Hertfordshire Climate Change and Sustainability Partnership

The Hertfordshire Leaders Group, attended by all council leaders, agreed to establish the Hertfordshire Climate Change and Sustainability Partnership (HCCSP) in January 2020. HCCSP’s aim is to share information, coordinate and influence solutions, and bring forward proposals for key interventions around climate change and sustainability across Hertfordshire.


The context

HCCSP has a strategic remit and its mission is to be the lead partnership organisation for Hertfordshire’s local authorities and the Hertfordshire Local Enterprise Partnership (Herts LEP) to collaborate and develop joint work programmes on environmental, climate change and wider sustainability issues.

The challenge

Working in a two-tier local authority area involves respecting individual council strategies and plans, whilst striving to collaborate as widely as possible. A significant challenge is managing expectations, identifying relevant issues for partners and matching proposals to available resources for schemes to be implemented across individual local authority boundaries where applicable.

The solution

The solution was to form a partnership across Hertfordshire, with membership from the County Council, all 10 districts and the Herts LEP. This proposal received unanimous support and resulted in the establishment of the HCCSP, with representation at leader or executive member level.

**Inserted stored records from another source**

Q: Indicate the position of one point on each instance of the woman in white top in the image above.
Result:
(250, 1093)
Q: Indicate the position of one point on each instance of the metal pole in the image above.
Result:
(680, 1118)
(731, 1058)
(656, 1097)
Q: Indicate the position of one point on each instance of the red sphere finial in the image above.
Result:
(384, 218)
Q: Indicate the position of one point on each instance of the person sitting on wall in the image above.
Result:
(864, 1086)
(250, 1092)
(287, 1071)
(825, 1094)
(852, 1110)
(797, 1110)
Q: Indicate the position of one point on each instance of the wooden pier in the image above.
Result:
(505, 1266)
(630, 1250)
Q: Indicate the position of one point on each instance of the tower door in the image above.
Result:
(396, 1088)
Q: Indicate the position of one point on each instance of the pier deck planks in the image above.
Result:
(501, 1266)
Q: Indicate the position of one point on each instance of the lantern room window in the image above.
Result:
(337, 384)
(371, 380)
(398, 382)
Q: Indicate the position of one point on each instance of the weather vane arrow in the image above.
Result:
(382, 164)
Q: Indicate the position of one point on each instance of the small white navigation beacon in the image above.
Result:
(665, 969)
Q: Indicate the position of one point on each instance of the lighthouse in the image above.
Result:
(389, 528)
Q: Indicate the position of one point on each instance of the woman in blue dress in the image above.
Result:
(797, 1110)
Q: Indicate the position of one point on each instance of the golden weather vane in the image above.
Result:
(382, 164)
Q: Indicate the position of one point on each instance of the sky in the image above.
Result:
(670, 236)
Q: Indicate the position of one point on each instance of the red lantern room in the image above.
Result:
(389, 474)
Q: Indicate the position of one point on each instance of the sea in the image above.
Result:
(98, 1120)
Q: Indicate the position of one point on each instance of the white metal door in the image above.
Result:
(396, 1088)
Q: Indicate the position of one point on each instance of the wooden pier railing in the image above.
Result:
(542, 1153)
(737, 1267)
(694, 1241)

HCCSP takes a collaborative approach to tackling wider issues which are beyond the scope or direct control of individual authorities, to meet targets related to climate change including meaningful carbon reduction. Four initial priorities and joint Strategic Action Plans have been drafted to tackle specific countywide issues:

Water

The Strategic Water Action Plan was prepared with engagement from water companies, the Environment Agency and lead local flood authority. The plan was approved by HCCSP in January, subject to consultation with strategic planning groups across the county.

Key features:

  • optimise use of building regulations
  • improve consultation and engagement with water companies and the Environment Agency on local plans
  • improve consistency on planning policy
  • behavioural change campaigns

Biodiversity

HCCSP agreed to a countywide biodiversity baseline to enable identification of opportunities for biodiversity improvement and to develop an evidence base for biodiversity net-gains. The draft Biodiversity Strategic Action Plan was presented to the Partnership in March and received agreement in principle.

Key features:

  • countywide approach to biodiversity net gain
  • countywide map of opportunities
  • influencing policy at local level
  • education and awareness raising

Carbon Reduction

This plan is in development and focuses on securing a consistent approach to monitoring and reporting carbon emissions, improved training for local authority staff and members, identifying opportunities to reduce local authority emissions, and emissions more broadly.

Transport

This plan is in the development stages and will align with the delivery of current policies and policy change options in areas including electric vehicles, taxi licensing and co-ordinated long-term behaviour change campaigns.

The impact

The Partnership has made considerable impact in a short space of time, increasing the collaboration of partners and enabling a greater sharing of opportunities through joint work. Officers have established a network of peers, which has proved invaluable, and the workstreams have fostered stronger relationships with colleagues in other service areas to work on realising the ambitions. Virtual HCCSP meetings have enabled cost savings, increased participation and reduced carbon emissions.

How is the new approach being sustained?

HCCSP was set up with agreed terms of reference and a Hertfordshire Sustainability Officers Group (HSOG) was established to support action planning and implementation. The key themes have specific action plans attached to them that were developed by officer subgroups, with a local authority officer as lead and who is responsible for setting up meetings and ensuring buy-in and ownership of the plans.

The Partnership and HSOG meet every six weeks. Both groups have good attendance from all partners and the subgroup leads also meet six-weekly. HCCSP is jointly funded by all members, with significant joint expenditure reviewed case by case, and it has employed a dedicated coordinator to facilitate its work.

Community engagement events are planned for this year, including a Hertfordshire COP26 event and there is ongoing focus on identifying funding opportunities and sharing best practice.

Lessons learned

The key lesson has been managing expectations. All partners are keen to deliver plans and implement actions within them. However resources need to be proportionate to the level of action desired. Many officers are supporting the Partnership in addition to undertaking their substantive roles – as with all things climate change and sustainability related, we need to move to a position whereby this becomes part of the day job.

Through HCCSP, all partners must look more widely at a strategic level where opportunities and learning for the whole county can be achieved. Annual review meetings with each member and lead officer have been undertaken and recommendations from a resulting report have been agreed by members.